The revelations add to the growing number of questions facing President Uhuru Kenyatta’s administration, which had promised to take lessons from the four-day siege of Nairobi’s Westgate shopping mall in September 2013.
In his interview, Mbithi said the delay in deploying commandos was not attributable to the fact the plane was off on what appeared to be a jaunt but on the late decision to send the elite unit.
The explanation was greeted with derision by Kenyans on Twitter. Many described it as another example of the dysfunction within the security services that has left Kenya, a country once known as an island of stability in a turbulent region, vulnerable to repeated terror atrocities.
The outcry grew after pictures of two girls apparently enjoying a previous holiday trip to Mombasa on the same plane surfaced on Instagram. The identity of the girls has not been confirmed and the Instagram account was locked and its name changed on Tuesday. According to comments alongside the photos, the girls were on a trip to celebrate a birthday. The pictures show them posing in sunglasses on the steps of the plane.
The attack by al-Shabaab was the worst terrorist atrocity on Kenyan soil since the bombing of the US embassy in 1998, which cost more than 200 lives. Repeated attacks by the Somali-based Islamist militants have triggered such alarm in Kenya that an exploding transformer in the early hours of Sunday saw one student killed and dozens injured after they jumped from their rooms at Nairobi University halls of residence, thinking al-Shabaab had attacked.
Much of the anger in Kenya has focused on the widely reported fact that many of the Garissa victims hid for hours, texting their parents and praying that their lives would be saved before they were eventually discovered and killed.

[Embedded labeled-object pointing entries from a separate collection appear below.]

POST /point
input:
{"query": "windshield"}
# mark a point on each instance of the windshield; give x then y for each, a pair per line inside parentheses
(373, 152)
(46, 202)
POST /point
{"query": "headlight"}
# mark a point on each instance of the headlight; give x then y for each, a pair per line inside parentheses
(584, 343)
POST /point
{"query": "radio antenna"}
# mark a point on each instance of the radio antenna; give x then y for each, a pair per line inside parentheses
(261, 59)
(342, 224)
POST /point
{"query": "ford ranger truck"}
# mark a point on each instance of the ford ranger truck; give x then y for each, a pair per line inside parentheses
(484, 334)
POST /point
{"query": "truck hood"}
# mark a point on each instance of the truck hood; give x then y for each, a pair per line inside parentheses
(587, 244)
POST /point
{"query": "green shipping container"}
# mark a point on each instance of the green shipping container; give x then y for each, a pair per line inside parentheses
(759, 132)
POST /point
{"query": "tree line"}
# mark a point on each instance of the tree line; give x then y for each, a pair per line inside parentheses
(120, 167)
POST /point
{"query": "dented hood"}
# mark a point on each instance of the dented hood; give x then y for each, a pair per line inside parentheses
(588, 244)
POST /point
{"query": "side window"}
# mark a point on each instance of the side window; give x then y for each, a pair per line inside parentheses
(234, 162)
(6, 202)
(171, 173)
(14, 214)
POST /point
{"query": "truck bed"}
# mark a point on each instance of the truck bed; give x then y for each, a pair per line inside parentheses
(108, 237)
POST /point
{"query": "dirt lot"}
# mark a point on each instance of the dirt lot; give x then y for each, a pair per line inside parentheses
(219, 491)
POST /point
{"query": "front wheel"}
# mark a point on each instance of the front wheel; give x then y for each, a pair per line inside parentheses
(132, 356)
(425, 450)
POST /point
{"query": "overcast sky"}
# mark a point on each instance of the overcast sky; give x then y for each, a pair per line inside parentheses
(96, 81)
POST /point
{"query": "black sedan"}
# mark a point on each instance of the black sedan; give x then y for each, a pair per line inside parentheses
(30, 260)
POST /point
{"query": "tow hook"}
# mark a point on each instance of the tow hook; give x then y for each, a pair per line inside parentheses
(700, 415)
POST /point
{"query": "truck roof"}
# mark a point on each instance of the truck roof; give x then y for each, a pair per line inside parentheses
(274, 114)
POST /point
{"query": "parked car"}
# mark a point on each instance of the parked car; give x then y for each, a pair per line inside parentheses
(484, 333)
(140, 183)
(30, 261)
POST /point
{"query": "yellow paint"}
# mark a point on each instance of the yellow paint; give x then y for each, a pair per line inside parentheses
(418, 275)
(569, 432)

The story of Lydia Akoth Obondi attracted particular attention. The second-year student first texted her mother, Christine, at 6.45am informing her of the attack. At 1.30pm her dad, James, called her line and she said: “Dad, our lives are at the mercy of al-Shabaab. Don’t call me again. Bye.”
The phone was soon snatched from her and a militant who spoke in a mix of Somali and Kiswahili accused Lydia’s parents of being unbelievers and shot the 21-year old in the head.